En se plongeant dans le récit biblique, on se rend compte que non seulement la notion de vengeance existe, mais qu’il s’agit d’un commandement divin. Trente-neuf ans après la sortie d’Egypte, les Hébreux s’apprêtent à entrer en terre d’Israël après une longue errance dans le désert. Impuissant devant ce peuple et sur les conseils du mage Balaam, le roi de Moab, Balak, décide de leur porter un coup fatal en les entraînant dans la débauche, puis dans le culte idolâtre du Baal. A la suite de cet épisode ayant causé de nombreuses pertes au sein du peuple d’Israël, Dieu ordonne à Moïse de partir à la guerre contre les Madianites. S’il s’agit d’une guerre, c’est le terme de vengeance qui est utilisé dans le texte. « Exerce sur les Madianites la vengeance due aux enfants d’Israël » (Nombres 31, 2).
Le clé pour comprendre cet épisode, et bien d’autres, est la définition du concept de vengeance dans la judaïsme.
Le célèbre maître de la pensée juive, Rav Eliahou Dessler, remarque que si la notion de vengeance existe bien, elle est, en revanche, presque toujours associée à Dieu (Mikhtav Mééliahou tome II p. 124). Il est écrit, par exemple, “Dieu des vengeances, Eternel, Dieu des vengeances, apparais !” Les commentateurs remarquent que Dieu est appelé par deux fois Dieu des vengeances dans ce verset. En effet, la vengeance de Dieu s’est déjà révélée au cours de l’Histoire. Citons les dix plaies précédant la sortie d’Egypte, donc chacune avait pour but de venger l’esclavage sans merci que les Egyptiens ont fait endurer aux Hébreux. Le Psalmique invoque ainsi Dieu pour qu’il exerce Sa vengeance une fois de plus envers ceux qui ont fait du mal au peuple juif.

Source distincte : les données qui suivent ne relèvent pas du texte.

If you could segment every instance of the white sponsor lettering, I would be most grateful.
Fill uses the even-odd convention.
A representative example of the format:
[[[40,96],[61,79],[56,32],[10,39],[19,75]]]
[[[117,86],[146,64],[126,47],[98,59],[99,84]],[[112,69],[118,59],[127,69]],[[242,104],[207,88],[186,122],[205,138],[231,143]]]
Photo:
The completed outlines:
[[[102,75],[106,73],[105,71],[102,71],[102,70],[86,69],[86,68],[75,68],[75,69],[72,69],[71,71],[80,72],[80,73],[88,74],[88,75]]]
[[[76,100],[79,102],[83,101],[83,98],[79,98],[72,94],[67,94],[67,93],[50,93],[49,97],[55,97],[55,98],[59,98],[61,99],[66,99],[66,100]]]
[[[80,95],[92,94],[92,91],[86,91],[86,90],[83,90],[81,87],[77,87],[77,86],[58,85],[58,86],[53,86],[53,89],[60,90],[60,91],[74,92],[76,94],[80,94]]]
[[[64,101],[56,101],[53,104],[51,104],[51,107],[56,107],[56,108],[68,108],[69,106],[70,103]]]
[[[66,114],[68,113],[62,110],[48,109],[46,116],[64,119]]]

Et c’est précisément la clé de notre interrogation. Comme nous l’avons souligné, la vengeance est définie dans notre société comme une tentative de restaurer l’honneur et de compenser l’atteinte portée. Il va sans dire que cet aspect ne peut pas s’appliquer à Dieu, qui ne peut être atteint par aucun manque par essence. Pourtant, la Torah parle clairement de vengeance divine. Il faut donc redéfinir cette notion selon le judaïsme. Remarquons que lors de la campagne contre Madian, Moïse lui-même parle de “vengeance de Dieu”.
En fait, lorsqu’un innocent est attaqué, cela donne l’impression que la justice n’existe pas. En d’autres termes, une personne extérieure voit un monde livré à lui-même. Sans Juge, ni Justice. Dans le judaïsme, ce concept n’existe pas. On dit plutôt que “Dieu s’est voilé la face”. C’est-à-dire que Dieu continue à diriger le monde bien évidemment, mais que la Providence divine n’est plus visible. La conséquence immédiate est un sentiment de remise en question. Il faut comprendre que ce mécanisme n’est pas seulement possible. Il est surtout nécessaire pour pouvoir à chacun et chacune d’exercer son libre arbitre. En toute honnêteté, si la justice divine était visible à tous, personne ne s’aventurait à agir en contradiction avec la volonté divine.
La vengeance est une sorte d’équilibre de ce phénomène. Lors des yeux qui ont vu l’attaque d’un innocent voient également la punition de son bourreau, on comprend qu’il y a un Juge et une Justice. Et même si pour un croyant il est évident qu’aucun acte négatif ne reste impuni, il est toujours très difficile de l’intégrer. En revanche, lorsque la punition s’affiche clairement comme une conséquence de l’acte négatif, cela devient beaucoup clair. La boucle est bouclée comme on dit.
En d’autres termes, la vengeance est réservée à Dieu dans le judaïsme. Elle s’applique dans un cas où la perception de Dieu a été entâchée. Elle ne peut donc être exercée que par Dieu lui-même pour rééquilibrer cette perception aux yeux des Hommes. Et bien au contraire, la vengeance telle qu’elle s’applique de nos jours risque plutôt de nourrir les conflits, de créer des dommages irréversibles et d’éloigner un règlement stable et équitable. Lorsqu’il ne s’agit pas de situation de légitime défense, il faut se tourner vers la justice, voire la médiation lorsque cela est possible.